Friday, 10 May 2013

Judge Dredd: 'The Face-Change Crimes'

NAME
Judge Dredd: 'The Face-Change Crimes'

FIRST PUBLISHED
2000 A.D. Prog 52

DATELINE
18 Feb 78

PAGE COUNT
7

REPRINTS
Judge Death: Judge Dredd featuring Judge Death, Judge Dredd 2, Judge Dredd Chronicles Book 1, Judge Death: Classic Judge Dredd, Judge Dredd: Future Crime, Judge Death Dredd vs. Death, The Complete Judge Dredd 5 and Judge Dredd The Complete Case Files 01.

SYNOPSIS
Dredd goes in search of some unlikely bank robbers.

FIRSTS & LASTS
First appearance of twentieth century 'celebrity' figures.

INFORMATION
The First Lunar Bank is based in downtown Luna-City.
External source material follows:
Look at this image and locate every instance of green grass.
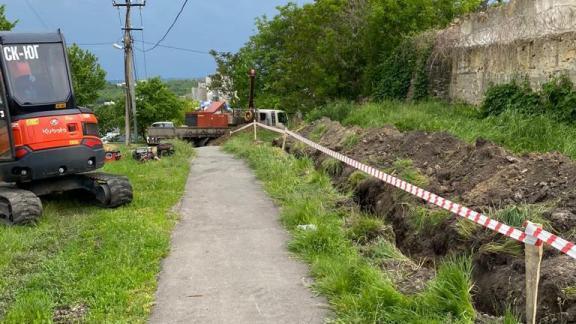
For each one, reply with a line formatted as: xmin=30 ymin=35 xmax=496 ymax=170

Justice Central has its own face-changing machine. Some criminals can serve forty years on a dome repair gang.

JUDGE-MARSHAL DREDD
He suspects the Tooley brothers of using a face-changing machine to commit bank robberies so he alters his own features to appear like those of their lawyer, Manny Bloom, and records their conversations as evidence.

OTHER CHARACTERS
ALBERT, BRAD AND LAPSLEY TOOLEY
They bought a face-changing machine and altered their appearance to commit bank robberies. They first wore the faces of Charlie Chaplin, Stan Laurel and Oliver Hardy before changing again to those of Groucho Marx, Harpo Marx and Chico Marx respectively. When Dredd discovered they bought the machine he had them interrogated, but their lawyer, Manny Bloom, successfully got them released. Dredd replaces Bloom using a face-change machine and accompanies the Tooley brothers back to their apartment and arrests them.

MANNY BLOOM
A lawyer on Luna-1. He represents the Tooley brothers. Dredd impersonates him usng a face-change machine.

ARRESTS
Three. Dredd arrests the Tooley brothers.

DEATHS
None.

BEST LINES
Dredd: "The face is Manny's - but the fist is Dredd's."


WORST LINES
Al Tooley: "Thanks, Manny. If you hadn't got here they'd have tried to do us."

CATCHPHRASES
"That's another fine mess you've got us into" was Oliver Hardy's catchphrase.

CONTINUITY & CROSSOVERS
Face-changing machines were previously seen in Judge Dredd: 'The New You'.

INFLUENCES & REFERENCES
Stan Laurel (1890-1965) and Oliver Hardy (1892-1957) formed a double act and made over a hundred films films together. Charlie Chaplin (1889-1977) is famed for his little tramp character in silent films such as The Kid (1921), The Gold Rush (1925), Modern Times (1936) and The Great Dictator (1940). The Keystone Cops were incompetant policeman that appeared in several films between 1912 and 1917. Groucho Marx (1890-1977), Harpo Marx (1888-1964), Chico Marx (1887-1961) were unsurprisingly three of the Marx Brothers and their films include Monkey Business (1931), Horse Feathers (1932), Duck Soup (1933), A Day At The Races (1937), The Big Store (1941) and mentioned in dialogue here A Night At The Opera (1935). In addition, Groucho presented a game show called You Bet Your Life. Although not explicitly a changed face, the Tooley's brothers lawyer, Manny Bloom, bears an uncanny resemblance to Rondo Hatton (1894-1946), who is also name-checked in the face-change parlour sales book. Hatton's distinctive features earned him roles in The Pearl Of Death (1944), Spider Woman Strikes Back (1946), House Of Horrors (1946) and The Brute Man (1946) among others.


MISTAKES
None.

RETROSPECT
Dredd doesn't choose to keep his new facial features.

NOTES
None.

CREDITS
Script: John Howard
Artist: Brian Bolland
Letters: Tom Frame

REVIEW
This is a brilliant concept, but it would have been undermined by poor likenesses. Thankfully the likenesses in Brian Bolland's artwork are extraordinary. The opening double page and the panel of the Marx brothers in a stolen ambulance are fantastic. Dredd's solution is great and somehow comes as a complete surprise.